I've just ordered some from coffee hit along with the plastic cone that Gary is using for on top of the doser vanes. I'm going to message coffee hit and ask them to include some clay balls although I'm not 100% sure about using them.

Sent from my cm_tenderloin using Tapatalk 2


----------



## pendragoncs (Feb 14, 2011)

lookseehear said:


> I've just ordered some from coffee hit along with the plastic cone that Gary is using for on top of the doser vanes. I'm going to message coffee hit and ask them to include some clay balls although I'm not 100% sure about using them.
> 
> Sent from my cm_tenderloin using Tapatalk 2


If its not too late to amend your order i've just seen for sale on ebay...

http://www.ebay.co.uk/itm/new-mazzer-super-jolly-blades-burrs-real-mazzer-not-tacky-aftermarket-ones-lol-/120907620088?pt=UK_BOI_Restaurant_RL&hash=item1c26a7def8

£25 inc p+p although they are also open to offers.


----------



## MikeHag (Mar 13, 2011)

I'd wonder why they aren't in the bag that new, authentic mazzer burrs come in.


----------



## vintagecigarman (Aug 10, 2009)

Thanks for the heads-up on the ebay listing. There's a set on its way to me. Don't need them yet, but nice to have a set in hand for when I do.


----------



## vintagecigarman (Aug 10, 2009)

MikeHag said:


> I'd wonder why they aren't in the bag that new, authentic mazzer burrs come in.


Don't know - but I feel confident buying for ebay, as they invariably side with the buyer if there's any issue.


----------



## lookseehear (Jul 16, 2010)

I'm gonna stick with coffee hit. A bit more expensive and I'm sure the eBay ones are fine but just for that little extra peace of mind I'd rather buy from a retailer I trust, considering the burrs will probably have the biggest effect on my espresso making.

Cheers for the link though.


----------



## fatboyslim (Sep 29, 2011)

garydyke1 said:


> Are you going to invest in 'proper' Mazzer burrs ?

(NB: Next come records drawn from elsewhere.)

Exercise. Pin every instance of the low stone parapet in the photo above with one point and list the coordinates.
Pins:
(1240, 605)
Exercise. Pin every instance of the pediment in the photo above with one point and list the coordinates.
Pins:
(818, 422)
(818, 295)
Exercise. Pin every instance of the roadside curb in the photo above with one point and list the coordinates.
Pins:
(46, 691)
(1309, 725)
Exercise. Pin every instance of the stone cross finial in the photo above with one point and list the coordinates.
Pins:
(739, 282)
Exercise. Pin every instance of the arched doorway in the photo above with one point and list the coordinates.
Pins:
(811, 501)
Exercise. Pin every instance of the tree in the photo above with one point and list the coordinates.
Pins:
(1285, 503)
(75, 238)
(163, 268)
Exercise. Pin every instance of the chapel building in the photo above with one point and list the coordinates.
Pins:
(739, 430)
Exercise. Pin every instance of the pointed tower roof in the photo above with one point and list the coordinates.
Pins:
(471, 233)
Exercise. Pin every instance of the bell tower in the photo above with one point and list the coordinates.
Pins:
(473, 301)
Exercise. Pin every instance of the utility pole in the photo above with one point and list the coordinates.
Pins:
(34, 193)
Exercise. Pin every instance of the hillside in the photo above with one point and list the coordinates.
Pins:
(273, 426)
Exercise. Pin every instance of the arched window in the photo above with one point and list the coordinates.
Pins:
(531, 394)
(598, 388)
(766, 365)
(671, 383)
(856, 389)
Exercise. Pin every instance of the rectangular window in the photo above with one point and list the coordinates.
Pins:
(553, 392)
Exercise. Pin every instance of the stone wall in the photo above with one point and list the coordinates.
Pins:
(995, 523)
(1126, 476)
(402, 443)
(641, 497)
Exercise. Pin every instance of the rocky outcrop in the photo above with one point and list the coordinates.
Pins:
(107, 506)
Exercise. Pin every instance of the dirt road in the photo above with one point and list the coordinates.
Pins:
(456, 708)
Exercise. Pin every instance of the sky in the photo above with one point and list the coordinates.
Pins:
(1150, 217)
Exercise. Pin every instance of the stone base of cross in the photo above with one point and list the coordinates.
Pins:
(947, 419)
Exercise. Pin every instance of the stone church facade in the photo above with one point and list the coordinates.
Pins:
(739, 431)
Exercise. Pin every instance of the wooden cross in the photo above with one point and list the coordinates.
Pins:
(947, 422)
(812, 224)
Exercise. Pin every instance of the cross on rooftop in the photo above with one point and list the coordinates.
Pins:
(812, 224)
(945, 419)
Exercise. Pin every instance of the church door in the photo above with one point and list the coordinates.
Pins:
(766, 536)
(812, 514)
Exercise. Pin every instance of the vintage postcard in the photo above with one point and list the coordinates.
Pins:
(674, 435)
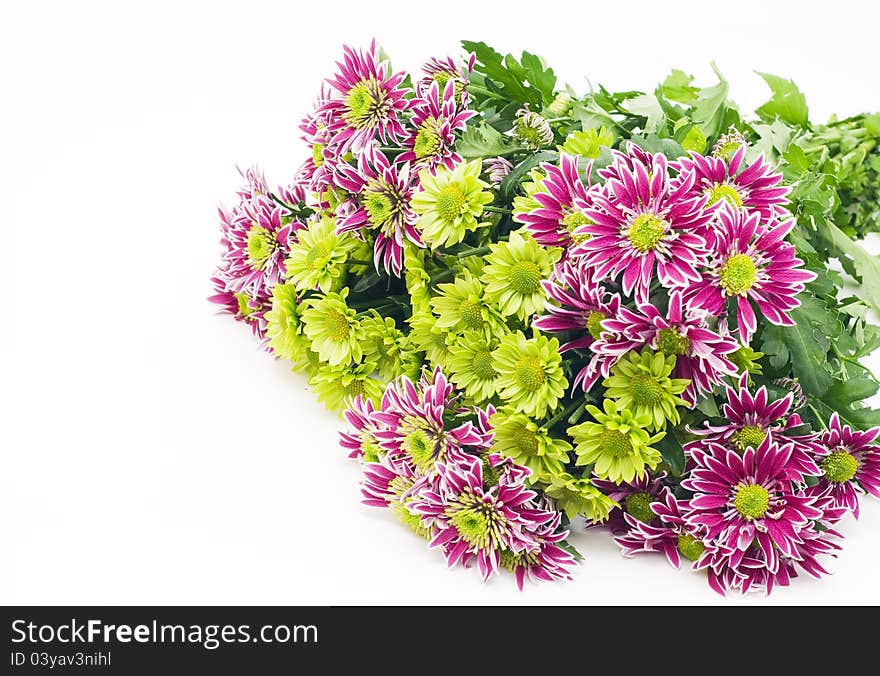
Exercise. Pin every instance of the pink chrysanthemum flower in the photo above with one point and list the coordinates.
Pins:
(682, 332)
(634, 498)
(432, 138)
(412, 420)
(561, 203)
(752, 418)
(372, 101)
(668, 533)
(749, 499)
(383, 191)
(755, 187)
(473, 520)
(445, 70)
(644, 220)
(750, 263)
(849, 463)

Yes but have to start burr seasoning process from the beginning









Hopefully these clay balls are the solution.


----------



## MikeHag (Mar 13, 2011)

I'm not sure whether the clay balls are only good for the titanium burrs. They may dull ordinary burrs. Sorry, bum steer from me perhaps.


----------



## lookseehear (Jul 16, 2010)

On the coffee hit blog they say that they used 150g to break in factory burrs or 100g for after market robur burrs, no mention of them being titanium. In the coffee hit shop the pictures of the burrs don't look titanium either.

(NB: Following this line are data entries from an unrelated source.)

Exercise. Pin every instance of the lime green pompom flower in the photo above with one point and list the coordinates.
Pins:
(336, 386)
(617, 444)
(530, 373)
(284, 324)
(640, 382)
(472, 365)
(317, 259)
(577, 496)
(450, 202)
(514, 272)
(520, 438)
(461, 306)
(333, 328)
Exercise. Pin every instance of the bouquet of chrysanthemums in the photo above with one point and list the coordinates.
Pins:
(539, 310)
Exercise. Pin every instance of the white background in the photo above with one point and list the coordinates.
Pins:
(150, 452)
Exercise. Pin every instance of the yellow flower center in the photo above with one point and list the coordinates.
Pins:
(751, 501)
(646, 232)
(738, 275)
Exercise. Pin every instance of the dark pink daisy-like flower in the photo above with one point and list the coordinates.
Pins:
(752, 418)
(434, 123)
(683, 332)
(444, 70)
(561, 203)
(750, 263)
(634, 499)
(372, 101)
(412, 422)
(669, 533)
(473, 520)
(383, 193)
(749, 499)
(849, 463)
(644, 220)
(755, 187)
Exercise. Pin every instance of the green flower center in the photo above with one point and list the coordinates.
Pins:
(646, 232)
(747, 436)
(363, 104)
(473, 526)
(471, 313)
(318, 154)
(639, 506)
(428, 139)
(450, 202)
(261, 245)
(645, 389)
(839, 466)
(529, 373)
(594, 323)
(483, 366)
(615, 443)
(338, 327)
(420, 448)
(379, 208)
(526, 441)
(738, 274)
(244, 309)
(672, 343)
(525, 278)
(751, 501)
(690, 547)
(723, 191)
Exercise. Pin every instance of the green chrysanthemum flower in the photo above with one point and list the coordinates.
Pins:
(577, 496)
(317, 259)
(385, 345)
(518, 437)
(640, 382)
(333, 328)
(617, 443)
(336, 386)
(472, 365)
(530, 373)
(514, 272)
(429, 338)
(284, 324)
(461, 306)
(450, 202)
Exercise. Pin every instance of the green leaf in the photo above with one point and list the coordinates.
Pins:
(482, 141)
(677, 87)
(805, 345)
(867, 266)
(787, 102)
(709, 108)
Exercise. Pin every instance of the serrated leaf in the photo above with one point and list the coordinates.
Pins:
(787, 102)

I asked them what they thought about using the clay balls for a super jolly but no reply yet. I'm expecting a "might work but its your own risk" kind of thing but thought it was worth asking. Either way I'm going to be nervous trying it if I do!


----------



## xXDaedalusXx (Oct 24, 2011)

The easiest way to see if burrs are genuine is that Mazzer burrs have "Mazzer" printed on the back


----------



## fatboyslim (Sep 29, 2011)

I hope Claudette doesn't mind but here is the response she sent me regarding Mazzer burrs:



> I wouldn't get too worried about original Mazzer Burrs as generic burrs are so good these days that in a domestic environment, it's difficult to tell the difference. When your coffee starts to taste bitter and you've ruled out everything else, it's time to change the burrs. Mazzer burrs in the domestic environment should last around 15 years, generic burrs around 7 years.


Interesting...


----------



## MikeHag (Mar 13, 2011)

Entitled to her opinion I suppose


----------



## lookseehear (Jul 16, 2010)

My new burrs came today from CoffeeHit:










It looks like they don't come in blister packs any more.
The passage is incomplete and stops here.